Вернись и полюби меня (ЛП)
Если Северус преподавал в Хогвартсе зельеварение, значит, он был учителем Гарри… все то время, пока Гарри учился в Хогвартсе. Сев знает Гарри и сможет рассказать, каким он вырос, с кем дружит, чем увлекается и что у него хорошо получается – все те бесчисленные мелочи, которых она не знала и думала, что никогда уже не узнает.
Она так чудовищно боялась – от жути ей казалось, что сердце уже никогда не начнет биться спокойно – и все ее страхи сбылись. Кроме одного. Гарри все-таки выжил. Вот только она этого уже не увидела.
Лили несколько раз глубоко вздохнула – хватит, надо успокоиться и перестать дрожать. Сегодня она встретится с Севом, и он ей расскажет о Гарри.
С головой уйдя в мысли о том, как бы сегодня улизнуть от родных, она не обращала внимания, что на себя надевает.
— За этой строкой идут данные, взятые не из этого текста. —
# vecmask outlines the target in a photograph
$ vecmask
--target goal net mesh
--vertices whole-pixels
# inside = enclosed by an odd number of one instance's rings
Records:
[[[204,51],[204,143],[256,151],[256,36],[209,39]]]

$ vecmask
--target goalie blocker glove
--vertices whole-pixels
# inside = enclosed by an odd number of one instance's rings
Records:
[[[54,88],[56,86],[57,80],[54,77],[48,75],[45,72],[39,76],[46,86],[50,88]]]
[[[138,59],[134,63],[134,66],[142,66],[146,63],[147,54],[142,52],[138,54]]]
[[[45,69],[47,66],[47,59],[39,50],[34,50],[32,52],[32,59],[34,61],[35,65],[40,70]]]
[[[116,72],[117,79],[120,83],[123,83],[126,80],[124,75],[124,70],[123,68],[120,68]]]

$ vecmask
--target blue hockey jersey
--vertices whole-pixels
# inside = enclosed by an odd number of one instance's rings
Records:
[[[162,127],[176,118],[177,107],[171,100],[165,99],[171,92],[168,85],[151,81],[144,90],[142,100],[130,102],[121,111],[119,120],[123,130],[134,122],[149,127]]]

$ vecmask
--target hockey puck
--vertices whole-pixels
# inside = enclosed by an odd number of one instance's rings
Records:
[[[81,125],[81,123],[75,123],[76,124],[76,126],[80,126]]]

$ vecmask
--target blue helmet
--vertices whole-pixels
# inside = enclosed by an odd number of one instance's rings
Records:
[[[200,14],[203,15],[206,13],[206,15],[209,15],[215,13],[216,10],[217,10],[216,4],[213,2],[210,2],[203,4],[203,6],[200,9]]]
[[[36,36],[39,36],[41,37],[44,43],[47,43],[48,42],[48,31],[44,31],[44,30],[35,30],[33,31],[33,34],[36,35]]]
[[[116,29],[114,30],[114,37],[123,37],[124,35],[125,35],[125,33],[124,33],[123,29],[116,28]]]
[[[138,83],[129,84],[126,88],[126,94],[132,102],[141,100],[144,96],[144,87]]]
Только уловив собственное отражение в недрах зеркала на дверце шкафа, Лили обнаружила, что ухитрилась напялить кошмарный оранжевый кардиган к юбке в красную и коричневую полоску.
- Дурновкусие так и хлещет, - пробормотала она, стягивая с себя эти тряпки.
В итоге в честь Рождества она остановилась на зеленом джемпере. Мама всегда пыталась ее убедить почаще носить зеленое – этот цвет подчеркивал ее глаза, и друзья Лили впадали в экстаз всякий раз, как видели на ней этот изумрудный оттенок. “Мальчики будут сходить по тебе с ума!” - повторяли они, явно завидуя, и Лили едва удавалось подавить раздраженное рычание: можно подумать, что сводить мальчиков с ума для нее предел мечтаний! Едва ли кто-нибудь из девочек в Хогвартсе понимал, что такое феминистское движение, а уж о мальчиках и говорить было нечего.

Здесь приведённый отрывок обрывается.